Pierre-Yves David <pierre-yves.david@fb.com> [Tue, 05 Aug 2014 14:56:25 -0700] rev 22023
simplemerge: burn "minimal" feature to the ground
Matt Mackall said:
The goal of simplemerge should have always been to be a drop-in
replacement for RCS merge. Please nuke this minimization thing entirely.
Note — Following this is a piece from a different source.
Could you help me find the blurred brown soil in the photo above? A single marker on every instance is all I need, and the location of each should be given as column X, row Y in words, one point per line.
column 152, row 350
This whole things is now dead.
Pierre-Yves David <pierre-yves.david@fb.com> [Tue, 29 Jul 2014 11:55:01 -0700] rev 22022
merge: use no-minimal for premerge too
ecc1387138ba disabled minimal for `internal:merge` but forgot to also disabled
it for premerge. This is now done.
This gives me an occasion to shamelessly includes my explanation of why this
minimisation feature must disappear:
[this is why it's pointless to reject patches with misspellings in the
description - mpm]
Detailled explanation
=====================
The ``simplemerge`` code use in ``internal:merge`` has a feature called
"minimization". It reprocess conflicting chunks to find common changes
inside them and excludes such common sections from the marker.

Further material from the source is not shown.